As part of the deal, Live Nation would pay more than $30 million for both Principle Management, the company of U2’s longtime manager, Paul McGuinness, as well as Maverick, run by Guy Oseary, Madonna’s manager, according to these people, who spoke on the condition that they not be named because they were not authorized to discuss the deal publicly.
In what would be one of the most surprising shifts in years among the forces behind pop megastars, Mr. Oseary, 41, would take over the day-to-day management of U2. Mr. McGuinness, 62, who has managed U2 almost since its inception — and in doing so became one of the most highly esteemed executives in the music business — would become Principle’s chairman, with a role that was not fully clear.
A spokeswoman for Live Nation declined to comment, and Mr. Oseary could not be reached Tuesday afternoon.
In a statement, Mr. McGuinness said: “It could be seen as slightly poor etiquette for a manager to consider retiring before his artist has split, quit or died, but U2 have never subscribed to the rock ’n’ roll code of conduct. As I approach the musically relevant age of 64 I have resolved to take a less hands-on role as the band embark on the next cycle of their extraordinary career.
“I am delighted that Live Nation, who with Arthur Fogel have been our long term touring partners, have joined us in creating this powerful new force in artist management. I have long regarded Guy Oseary as the best manager of his generation, and there is no one else I would have considered to take over the day-to-day running of our business.”
According to Pollstar, a concert industry trade magazine, the top 10 highest-grossing tours include four by U2 and one by Madonna. U2’s last tour, called 360, had more than $700 million in ticket sales and was seen by nearly seven million people around the world.

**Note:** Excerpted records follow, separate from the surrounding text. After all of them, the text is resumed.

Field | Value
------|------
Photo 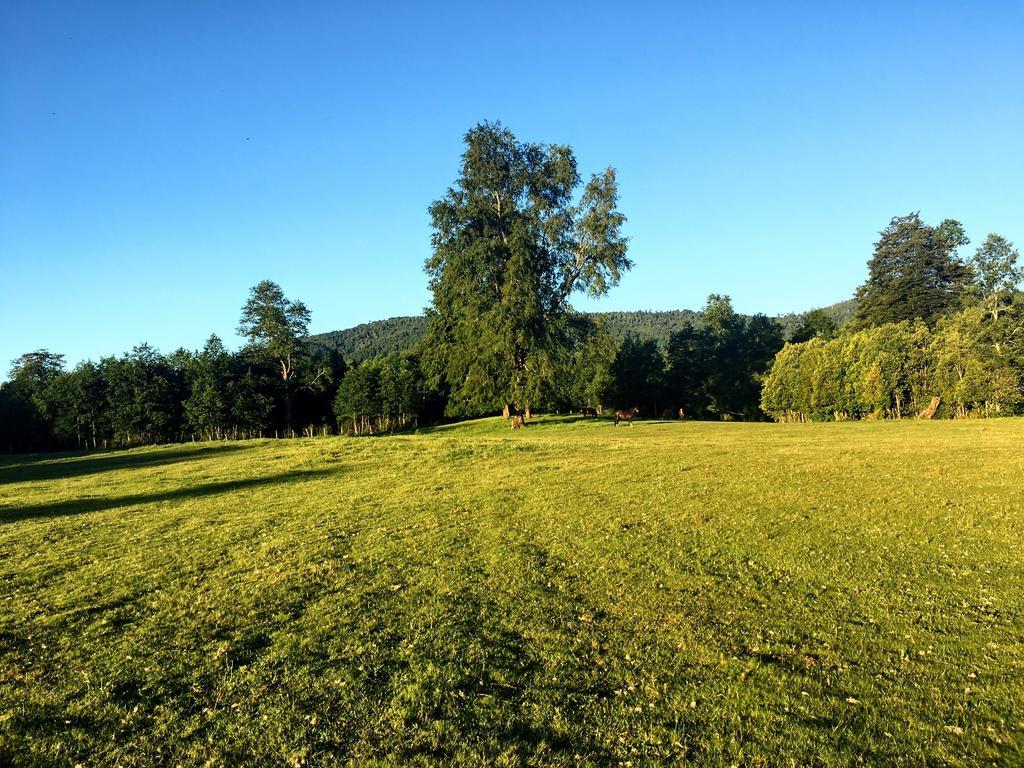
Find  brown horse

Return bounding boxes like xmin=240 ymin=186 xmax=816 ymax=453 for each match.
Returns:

Live Nation, which besides its concert promotion and ticketing business manages the careers of some 200 acts through its Artist Nation division, has had close ties with both U2 and Madonna for years. In 2007, it struck a $120 million deal with Madonna that covered touring and recorded music rights for a decade, and it later sold the recording rights to Universal. In 2008, it made a deal with U2 to handle the band’s touring and merchandising exclusively for 12 years.
Along with other arrangements Live Nation made around that time with Jay Z, Shakira and Nickelback, those deals came to symbolize a major change in the music business, as artists looked to concerts, merchandise and myriad other outlets to make up for lost record sales.